Giustizia, la volta buona della riforma? Carriere e CSM, il governo apre al confronto con le toghe
A Bettino Craxi piaceva, eccome. I Radicali l’hanno sottoposta agli italiani con un referendum. Per Silvio Berlusconi era l’eredità che avrebbe voluto lasciare al Paese. E pure la Bicamerale di Massimo D’Alema l’aveva tra i suoi punti qualificanti. Quella della riforma della giustizia, e in particolare della separazione delle carriere dei pm, è una storia lunga più di trent’anni. Una strada lastricata dalle promesse dei governi che – dal riordino del processo penale in Italia del 1989 – si è interrotta ben prima di riuscire a dividere per sempre il magistrato che accusa da quello che giudica.
Una riforma complessa e ancora da scrivere
E lo farà – ma è ancora da scrivere – affiancando all’istituzione di due CSM quella di un’Alta Corte che, con membri sorteggiati, si occuperà di giudicare sia i magistrati giudicanti che requirenti. Non si esclude neppure che alla fine possa essere portata avanti anche una riflessione sull’esercizio dell’azione penale e della sua discrezionalità con l’obiettivo di riformare l’articolo 112 della Costituzione – in cui è prevista l’obbligatorietà – e attuare pienamente il sistema accusatorio.
Il confronto con i magistrati
Accanto ai più tradizionali strali («È la riforma di chi ha in antipatia un singolo pm»), venerdì il magistrato ha auspicato «un confronto con il ministro Nordio sulla riforma della giustizia, almeno prima che diventi legge, per un contributo tecnico. Scelga lui se prima o dopo il Cdm». Una piccola apertura che, sulla carta, sa di “volta buona” ma che nei fatti potrebbe preannunciare l’ennesimo scontro. Nel governo il dialogo è considerato benefico, a patto che non si trasformi nel tentativo di impallinare la riforma. Per questo, complice la momentanea assenza da Roma di Nordio per presiedere il G7 a Venezia, la strategia è quella di non correre troppo.
Le critiche e i dubbi
«L’annuncio del varo della riforma costituzionale della separazione delle carriere sarà, ad occhio e croce, il quindicesimo dall’inizio della legislatura» ha sottolineato. «Due sole domande. La prima: come mai non c’è ancora un testo scritto?» Seconda domanda: «si tratta di una riforma costituzionale», come il premierato, «quando pensate di farla? Prima, dopo, contemporaneamente?». Dubbi a cui si accoda una grossa fetta dell’opposizione “dialogante” con il governo sul punto.
Una lunga storia di tentativi falliti
Certo, ora sembra lontanissimo quel «resistere, resistere, resistere, come sulla linea del Piave» scandito nel 2022 all’apertura dell’anno giudiziario dal procuratore generale Francesco Saverio Borrelli, capo del pool di Mani Pulite. Ma il sospetto che anche questo tentativo possa finire immolato sull’altare dell’opportunità politica è legato alla storia stessa della riforma.

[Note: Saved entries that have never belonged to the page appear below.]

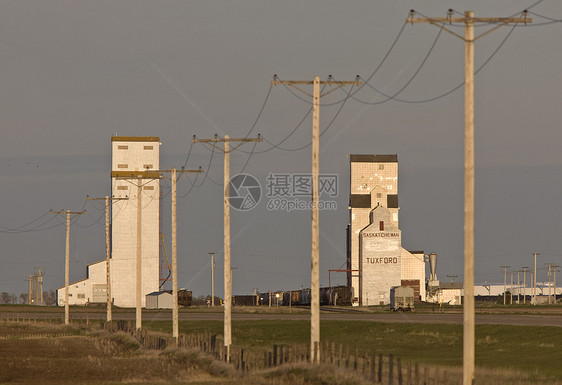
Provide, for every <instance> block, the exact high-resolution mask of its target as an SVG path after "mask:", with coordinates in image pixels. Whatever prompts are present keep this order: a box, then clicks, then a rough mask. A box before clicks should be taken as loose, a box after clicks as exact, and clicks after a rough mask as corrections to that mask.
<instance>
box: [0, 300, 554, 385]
mask: <svg viewBox="0 0 562 385" xmlns="http://www.w3.org/2000/svg"><path fill="white" fill-rule="evenodd" d="M0 308H1V309H0V310H2V311H5V310H6V307H3V306H0ZM10 309H12V310H11V311H15V312H18V313H19V312H25V311H26V310H30V308H29V307H25V306H23V307H20V306H17V307H10ZM31 309H33V310H35V309H37V308H31ZM560 309H561V307H560V306H558V307H554V306H545V307H540V308H538V309H537V310H540V313H541V314H560V311H561V310H560ZM49 310H51V311H53V310H57V309H56V308H50V309H49ZM91 310H92V311H96V309H91ZM190 310H191V309H190ZM193 310H196V311H201V312H205V311H207V310H206V309H205V308H201V309H193ZM217 310H218V311H220V310H221V309H220V308H219V309H212V311H217ZM237 310H238V311H255V309H241V308H239V309H237ZM456 310H457V309H448V311H456ZM537 310H533V308H529V307H523V306H516V307H510V308H506V307H502V306H486V307H482V308H481V311H483V312H491V313H504V312H528V311H533V312H536V311H537ZM8 311H10V310H8ZM99 311H104V309H103V308H101V309H99ZM121 311H126V310H125V309H121ZM264 311H269V312H271V311H275V310H274V309H271V308H270V309H264ZM297 311H300V310H297ZM303 311H305V310H303ZM364 311H368V312H378V311H383V310H380V309H366V310H364ZM420 311H421V312H423V311H432V309H431V307H427V308H425V309H420ZM91 323H92V327H87V326H86V325H85V324H75V325H73V326H71V327H64V326H60V325H54V324H45V323H39V322H38V323H37V324H35V323H29V322H26V323H21V322H20V323H15V322H0V362H1V370H0V384H3V383H34V384H41V383H45V384H58V383H61V384H62V383H84V384H121V383H133V384H134V383H139V384H140V383H144V384H146V383H162V384H180V383H190V384H211V385H212V384H223V383H225V384H239V383H240V384H252V385H253V384H260V385H261V384H270V383H271V381H273V383H291V384H293V383H294V384H305V383H306V384H340V383H341V384H362V383H363V380H362V379H360V378H354V377H353V374H349V373H347V372H338V371H337V370H336V369H337V368H330V367H328V368H321V369H318V368H314V367H310V366H308V367H306V366H304V367H302V366H301V367H283V368H278V369H273V370H272V369H270V370H269V371H266V372H263V373H258V374H255V375H252V376H251V378H250V377H245V378H240V377H239V374H237V373H236V372H235V371H234V370H233V369H232V368H231V367H228V366H225V365H224V364H223V363H220V362H216V361H215V362H213V361H212V360H211V359H210V358H209V357H205V356H203V355H201V354H199V353H197V352H193V351H191V352H185V351H181V352H180V351H175V350H173V349H172V350H168V351H165V352H155V351H148V350H145V349H143V348H141V347H139V345H138V343H136V342H135V340H134V339H132V338H131V337H130V336H127V335H118V336H115V335H114V336H110V335H107V334H104V332H100V331H99V330H97V328H96V325H97V322H96V321H92V322H91ZM143 328H146V329H149V330H154V331H158V332H162V333H169V332H170V330H171V323H170V321H144V322H143ZM309 328H310V324H309V322H308V321H294V320H261V321H234V322H233V327H232V331H233V347H235V348H244V349H246V350H247V351H249V352H255V353H260V352H263V351H265V350H270V349H271V348H272V346H273V345H274V344H277V345H288V346H291V345H294V344H308V343H309ZM180 333H185V334H191V333H210V334H216V335H217V337H218V339H219V341H220V340H221V339H222V334H223V324H222V322H221V321H181V322H180ZM37 334H41V335H40V336H36V337H33V335H37ZM29 335H32V337H31V338H29ZM321 337H322V340H323V341H325V340H328V341H330V342H333V343H334V344H336V346H337V345H340V344H342V345H343V346H344V349H345V347H349V349H350V351H351V352H355V349H358V350H359V352H360V353H361V354H362V353H363V352H367V353H371V352H372V351H373V350H375V351H376V352H377V354H378V353H383V354H385V355H388V354H393V355H394V356H395V357H400V358H402V360H403V362H406V361H412V362H417V363H420V364H422V365H427V366H430V367H440V368H442V370H444V369H446V370H448V371H450V372H451V373H457V374H458V373H460V371H461V369H460V368H461V366H462V326H461V325H454V324H417V323H400V324H390V323H378V322H372V321H322V322H321ZM561 346H562V329H561V328H559V327H532V326H511V325H477V326H476V379H477V383H479V384H483V383H486V384H492V383H493V384H494V385H503V384H510V385H513V384H518V385H523V384H535V383H536V384H542V385H544V384H562V364H561V362H562V349H561ZM303 373H304V374H303ZM108 376H109V377H108ZM302 378H308V379H309V380H310V381H308V380H307V382H301V379H302ZM275 381H278V382H275Z"/></svg>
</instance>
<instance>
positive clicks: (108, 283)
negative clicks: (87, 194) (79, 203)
mask: <svg viewBox="0 0 562 385" xmlns="http://www.w3.org/2000/svg"><path fill="white" fill-rule="evenodd" d="M128 199H129V197H126V198H113V197H109V196H107V195H106V196H105V198H90V197H88V196H87V197H86V200H90V201H100V200H103V201H105V281H106V282H107V283H106V289H105V292H106V300H107V316H106V318H107V322H111V320H112V313H111V311H112V297H111V246H110V244H109V239H110V237H109V201H110V200H111V201H123V200H128Z"/></svg>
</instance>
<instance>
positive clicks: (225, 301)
mask: <svg viewBox="0 0 562 385" xmlns="http://www.w3.org/2000/svg"><path fill="white" fill-rule="evenodd" d="M230 142H241V143H242V144H244V143H246V142H263V139H262V138H261V135H258V137H257V138H241V139H232V138H230V136H228V135H225V136H224V138H219V137H218V135H215V138H214V139H197V137H196V136H195V135H193V140H192V143H211V145H212V146H213V147H215V148H216V143H224V150H223V152H224V182H223V187H224V199H223V201H224V346H225V347H226V354H227V357H228V359H227V360H228V362H230V345H231V344H232V272H231V271H230V151H231V150H230ZM242 144H241V145H242ZM207 172H209V170H207Z"/></svg>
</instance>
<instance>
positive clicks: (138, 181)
mask: <svg viewBox="0 0 562 385" xmlns="http://www.w3.org/2000/svg"><path fill="white" fill-rule="evenodd" d="M136 270H137V272H136V312H135V314H136V316H135V318H136V329H137V330H140V329H141V328H142V297H141V296H142V174H139V175H138V177H137V269H136Z"/></svg>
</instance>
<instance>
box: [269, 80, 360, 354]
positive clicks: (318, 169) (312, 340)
mask: <svg viewBox="0 0 562 385" xmlns="http://www.w3.org/2000/svg"><path fill="white" fill-rule="evenodd" d="M271 84H272V85H279V84H284V85H287V86H291V87H293V88H295V89H296V90H298V91H300V92H302V93H303V94H305V95H308V96H310V97H312V106H313V111H312V245H311V248H312V252H311V269H310V270H311V271H310V298H311V299H310V362H312V363H319V362H320V360H319V357H320V263H319V260H320V249H319V245H320V234H319V220H318V219H319V211H318V195H319V194H318V192H319V180H318V175H319V169H320V158H319V155H320V98H321V97H322V96H324V95H327V94H329V93H331V92H333V91H335V90H337V89H338V88H341V87H343V86H345V85H361V84H362V82H360V81H359V76H357V77H356V79H355V80H353V81H335V80H333V79H332V76H331V75H330V76H329V78H328V80H326V81H323V80H322V81H321V80H320V78H319V77H318V76H315V77H314V79H313V80H279V79H278V78H277V75H275V76H274V77H273V80H272V81H271ZM321 84H323V85H326V86H336V88H332V89H330V90H329V91H327V92H325V93H323V94H320V85H321ZM299 85H312V94H310V93H309V92H306V91H304V90H302V89H301V88H300V87H298V86H299Z"/></svg>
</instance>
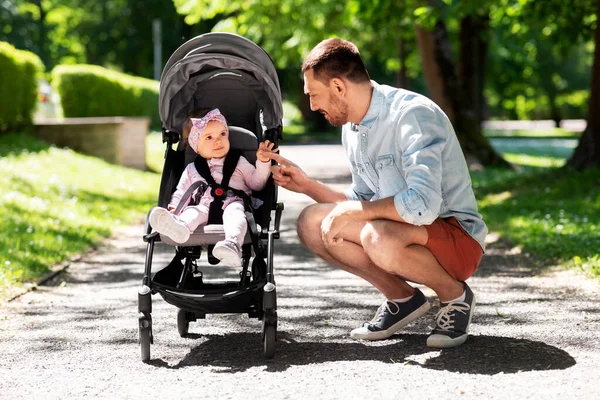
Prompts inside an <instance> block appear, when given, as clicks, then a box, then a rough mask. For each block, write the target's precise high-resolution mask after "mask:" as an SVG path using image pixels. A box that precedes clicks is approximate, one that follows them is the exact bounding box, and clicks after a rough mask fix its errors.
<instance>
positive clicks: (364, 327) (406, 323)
mask: <svg viewBox="0 0 600 400" xmlns="http://www.w3.org/2000/svg"><path fill="white" fill-rule="evenodd" d="M430 308H431V304H429V301H427V302H425V303H423V305H422V306H421V307H419V308H417V309H416V310H415V311H413V312H412V313H410V314H408V315H407V316H406V317H404V319H402V320H400V321H398V322H396V323H395V324H394V325H392V326H390V327H389V328H387V329H386V330H383V331H377V332H371V331H369V330H367V328H365V327H364V326H361V327H360V328H356V329H354V330H353V331H352V332H350V337H351V338H352V339H360V340H382V339H387V338H389V337H390V336H392V335H393V334H394V333H396V332H398V331H399V330H400V329H402V328H404V327H405V326H407V325H408V324H410V323H411V322H413V321H414V320H415V319H417V318H419V317H420V316H422V315H424V314H426V313H427V311H429V309H430Z"/></svg>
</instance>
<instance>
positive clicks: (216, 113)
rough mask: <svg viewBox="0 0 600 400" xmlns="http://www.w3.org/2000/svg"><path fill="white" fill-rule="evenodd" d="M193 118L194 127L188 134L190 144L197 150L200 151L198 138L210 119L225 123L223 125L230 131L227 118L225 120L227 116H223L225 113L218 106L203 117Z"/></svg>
mask: <svg viewBox="0 0 600 400" xmlns="http://www.w3.org/2000/svg"><path fill="white" fill-rule="evenodd" d="M191 120H192V129H190V134H189V136H188V143H189V144H190V146H191V147H192V149H193V150H194V151H195V152H197V151H198V139H200V135H201V134H202V131H203V130H204V129H205V128H206V125H208V123H209V122H210V121H217V122H219V123H221V124H223V126H225V129H227V132H229V127H228V126H227V120H225V117H224V116H223V114H221V111H219V109H218V108H215V109H214V110H212V111H209V112H208V113H207V114H206V115H205V116H204V117H202V118H191Z"/></svg>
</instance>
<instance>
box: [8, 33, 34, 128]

Chissà se Berlusconi che nel 2000 boicottò il referendum dei Radicali (al grido «Resta a casa per mandarli a casa») abbia mai avuto modo di pentirsi di averlo fatto con l’obiettivo di realizzarla una volta al governo.
Un percorso accidentato
Tre anni più tardi è la volta del governo Prodi e del ministro Clemente Mastella che riesce però solo ad inserire un limite di non più di quattro passaggi in carriera (e solo dopo aver svolto le stesse funzioni per 5 anni). Poi ancora la raccolta firme finita nel vuoto dei radicali nel 2013, la proposta di un ddl costituzionale dell’Unione camere penali italiane paralizzatosi tra il 2017 e il 2020. Fino al referendum anti-porte girevoli del 2022 lanciato da Lega e Radicali finito seppellito sotto al mancato raggiungimento del quorum.